March 12, 2001
by Seth Shostak - Senior Astronomer
Project Phoenix is back at Arecibo, checking out nearby stars for signs of intelligent life. Astronomer Seth Shostak is reporting from the observatory once again, and SPACE.com will be home to his Arecibo Diaries. This is the second installment.
"Arecibo interface is up and running," I bark from a computer console.
"OK, I’m taking control…" Jill Tarter replies flatly. "Check the IF levels, would you?"
It’s 6:00 p.m., and Project Phoenix is once more checking out nearby star systems, listening for a radio tone that would betray an alien society. Every night, from 6:00 p.m. to 6:00 a.m., we take over the world’s largest antenna and aim it at Sun-like stars.
"Truly amazing," notes Robert Ackermann, a software scientist at the SETI Institute, as he peers down at the telescope’s imposing aluminum dish. "This is some weird hybrid of locomotive and battleship. Look at all the steel. It’s hard to believe you can point this beast to within 6 seconds of arc."
That’s one-six hundredth of a degree – roughly the size of a lunar crater seen from Earth – or if you prefer, like hitting a dime from 350 yards. Not bad for an instrument whose moving parts weigh in at 340 tons.
Rob is here with Gerry Harp, another software scientist. Their day jobs, back at the institute, are to construct the systems that will drive and point the new Allen Telescope Array – an instrument that, when completed in 2005, will be used 24-seven for SETI observations. This is their first trip to Arecibo, and they’re still gasping at the size of the antenna. "It’s really hard to appreciate how big this thing is," Gerry says. "I don’t want to sound like a teenager, but let’s face it -- it’s awesome."
"You might get lucky and find the aliens" signal your first night out," I venture. "But it"s not this one."
"Awesomeness" has its rewards, because when SETI is your bread and butter, bigger is really better. The bottom line of using an awesome antenna is that Project Phoenix can detect signals as weak as 0.8 Jansky. Now if you happen to be a radio astronomer, that number may mean something to you. If not, let me put it this way: imagine a tiny, downy, duck feather dropped from your hand onto the floor. When that fallen feather slams into the linoleum, the energy released is 100 trillion times greater than that collected by the entire Arecibo dish during a five-minute observation of a 0.8-Jansky signal.

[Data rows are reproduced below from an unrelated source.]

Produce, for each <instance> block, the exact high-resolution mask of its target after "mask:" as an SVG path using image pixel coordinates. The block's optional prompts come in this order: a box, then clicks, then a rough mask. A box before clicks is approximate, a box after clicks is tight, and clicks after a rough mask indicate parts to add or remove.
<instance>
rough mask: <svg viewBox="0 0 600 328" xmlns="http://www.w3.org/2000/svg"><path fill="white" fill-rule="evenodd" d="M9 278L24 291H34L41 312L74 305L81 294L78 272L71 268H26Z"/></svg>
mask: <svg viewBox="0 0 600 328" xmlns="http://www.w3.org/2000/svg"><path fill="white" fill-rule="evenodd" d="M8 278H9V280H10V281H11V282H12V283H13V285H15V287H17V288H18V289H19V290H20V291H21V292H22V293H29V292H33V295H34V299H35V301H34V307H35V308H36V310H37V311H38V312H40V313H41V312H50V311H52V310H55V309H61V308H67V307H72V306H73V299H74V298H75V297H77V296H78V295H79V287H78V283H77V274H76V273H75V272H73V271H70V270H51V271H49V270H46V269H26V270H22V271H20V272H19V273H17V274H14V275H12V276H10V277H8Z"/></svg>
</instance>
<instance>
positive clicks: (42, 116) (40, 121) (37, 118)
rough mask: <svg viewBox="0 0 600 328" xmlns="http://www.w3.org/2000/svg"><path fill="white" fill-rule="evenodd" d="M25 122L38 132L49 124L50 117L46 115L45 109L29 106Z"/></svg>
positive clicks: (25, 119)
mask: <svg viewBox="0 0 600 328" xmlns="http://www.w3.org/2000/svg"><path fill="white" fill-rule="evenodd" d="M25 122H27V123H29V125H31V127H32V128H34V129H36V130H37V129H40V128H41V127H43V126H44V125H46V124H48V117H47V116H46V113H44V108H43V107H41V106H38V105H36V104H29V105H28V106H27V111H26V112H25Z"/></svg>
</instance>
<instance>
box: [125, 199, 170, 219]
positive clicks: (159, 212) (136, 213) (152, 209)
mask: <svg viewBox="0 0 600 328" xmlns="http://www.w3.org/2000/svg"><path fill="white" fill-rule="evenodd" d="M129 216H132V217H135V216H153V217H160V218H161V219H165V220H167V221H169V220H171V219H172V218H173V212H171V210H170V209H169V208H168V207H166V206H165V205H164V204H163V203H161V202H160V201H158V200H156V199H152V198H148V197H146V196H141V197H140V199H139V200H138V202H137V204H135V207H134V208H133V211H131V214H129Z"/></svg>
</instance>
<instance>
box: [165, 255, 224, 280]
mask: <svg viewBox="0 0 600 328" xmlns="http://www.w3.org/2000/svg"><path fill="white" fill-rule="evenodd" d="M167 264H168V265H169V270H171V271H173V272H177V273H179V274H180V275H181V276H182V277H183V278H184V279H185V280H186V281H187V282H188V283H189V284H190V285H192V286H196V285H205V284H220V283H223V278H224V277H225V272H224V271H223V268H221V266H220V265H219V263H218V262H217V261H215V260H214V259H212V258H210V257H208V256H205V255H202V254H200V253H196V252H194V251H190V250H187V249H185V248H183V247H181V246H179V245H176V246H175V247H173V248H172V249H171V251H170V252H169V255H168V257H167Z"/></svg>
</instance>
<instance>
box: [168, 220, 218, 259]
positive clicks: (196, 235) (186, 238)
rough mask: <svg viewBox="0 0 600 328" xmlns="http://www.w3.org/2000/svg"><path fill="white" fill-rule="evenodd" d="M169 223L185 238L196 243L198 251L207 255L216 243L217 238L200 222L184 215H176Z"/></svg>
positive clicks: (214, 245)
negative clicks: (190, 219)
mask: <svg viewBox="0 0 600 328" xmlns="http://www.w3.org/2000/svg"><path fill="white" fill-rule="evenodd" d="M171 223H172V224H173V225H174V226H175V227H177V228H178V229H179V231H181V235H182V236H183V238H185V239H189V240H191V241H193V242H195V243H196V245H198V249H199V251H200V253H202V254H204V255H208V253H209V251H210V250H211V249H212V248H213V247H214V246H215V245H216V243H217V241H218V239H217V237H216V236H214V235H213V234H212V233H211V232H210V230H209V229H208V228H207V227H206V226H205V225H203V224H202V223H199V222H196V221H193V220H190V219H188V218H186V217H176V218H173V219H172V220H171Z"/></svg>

It boils down to this (something noted in my last diary piece): radio technology is good – which is to say, it’s remarkably sensitive. That’s why it makes sense to try and find evidence of aliens from a distance of 100 light-years (580 trillion miles; 933.4 trillion kilometers) or more. It takes an enormous amount of energy to travel such distances. But a transmitter no more powerful than your favorite TV station could easily bridge the gap with a fast-moving signal.
We’re observing star 4791 in our list. It’s a G0 star (i.e., fairly similar to the Sun), 111 light-years from downtown Arecibo. Typical. We’ve been at it for 25 minutes when Ackermann and Harp begin chattering. "Hey, we’ve got a hit!"
A signal found in Arecibo has been given the thumbs-up by its sibling ‘scope in Jodrell Bank, England. It might be extraterrestrial. The Phoenix software calmly stops its regular observing routine and points the Arecibo antenna away from 4791. The idea is to see if the suspicious signal goes away or not.
Within a few minutes we know the answer. The signal’s still there, marked by a thin, gently curved line on the screen. It’s some sort of low-orbit satellite whose signal is bouncing around the telescope structure and looking (at least for a few minutes) like ET’s call. Jill and I are sympathetic to the newbies’ disappointment. "You might get lucky and find the aliens’ signal your first night out," I venture. "But it’s not this one."
The evening wears on. Around midnight, we scramble to point Arecibo at the Moon, and look for a test signal bounced off it. It takes sweat, frustration and 20 minutes of pounding on keyboards, but finally we find the 10-watt signal that the SETI League in New Jersey has sent skyward for our benefit. It’s weaker than I had expected, but there’s no doubt about it – the bounced signal is definitely there. This technique may soon be an effective scheme for checking our system.
The Moon drops to the west, and we’re onto a new star system. "Like watching grass grow," says Harp, as he fills in the logbook. Yes, perhaps. Growing grass. But one of these nights a bloom could appear.